The real libel, however, would be the assertion that the work of American journalism is done to any large extent in that spirit of the galley slave. With all its faults, it is imbued with the desire of being of public service. That is often overlaid by other motives—money-making, timeserving, place-hunting. But at the high demand of a great moral or political crisis, it will assert itself, and editors will be found as ready as their fellows to hazard their all for the common weal. To show what sort of fire may burn at the heart of the true journalist, I append a letter never before published:—
“New York, April 23, 1867.
“There is a man here named Barnard, on the bench of the Supreme Court. Some years ago he kept a gambling saloon in San Francisco, and was a notorious blackleg and vaurien. He came then to New York, plunged into the basest depths of city politics, and emerged Recorder. After two or three years he got by the same means to be a judge of the Supreme Court. His reputation is now of the very worst. He is unscrupulous, audacious, barefaced, and corrupt to the last degree. He not only takes bribes, but he does not even wait for them to be offered him. He sends for suitors, or rather for their counsel, and asks for the money as the price of his judgments. A more unprincipled scoundrel does not breathe. There is no way in which he does not prostitute his office, and in saying this I am giving you the unanimous opinion of the bar and the public. His appearance on the bench I consider literally an awful occurrence.

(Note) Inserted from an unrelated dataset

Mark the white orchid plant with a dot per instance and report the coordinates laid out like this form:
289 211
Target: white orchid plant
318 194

Yet the press and bar are muzzled,—for that is what it comes to,—and this injurious scoundrel has actually got possession of the highest court in the State, and dares the Christian public to expose his villainy.
“If I were satisfied that, if the public knew all this, it would lie down under it, I would hand the Nation over to its creditors and take myself and my children out of the community. I will not believe that yet. I am about to say all I dare say—as yet—in the Nation to-morrow. Barnard is capable of ruining us, if he thought it worth his while, and could of course imprison me for contempt, if he took it into his head, and I should have no redress. You have no idea what a labyrinth of wickedness and chicane surrounds him. Moreover, I have no desire either for notoriety or martyrdom, and am in various ways not well fitted to take a stand against rascality on such a scale as this. But this I do think, that it is the duty of every honest man to do something. Barnard has now got possession of the courts, and if he can silence the press also, where is reform to come from?... I think some movement ought to be set on foot having for its object the hunting down of corrupt politicians, the exposure of jobs, the sharpening of the public conscience on the whole subject of political purity. If this cannot be done, the growing wealth will kill—not the nation, but the form of government without which, as you and I believe, the nation would be of little value to humanity.”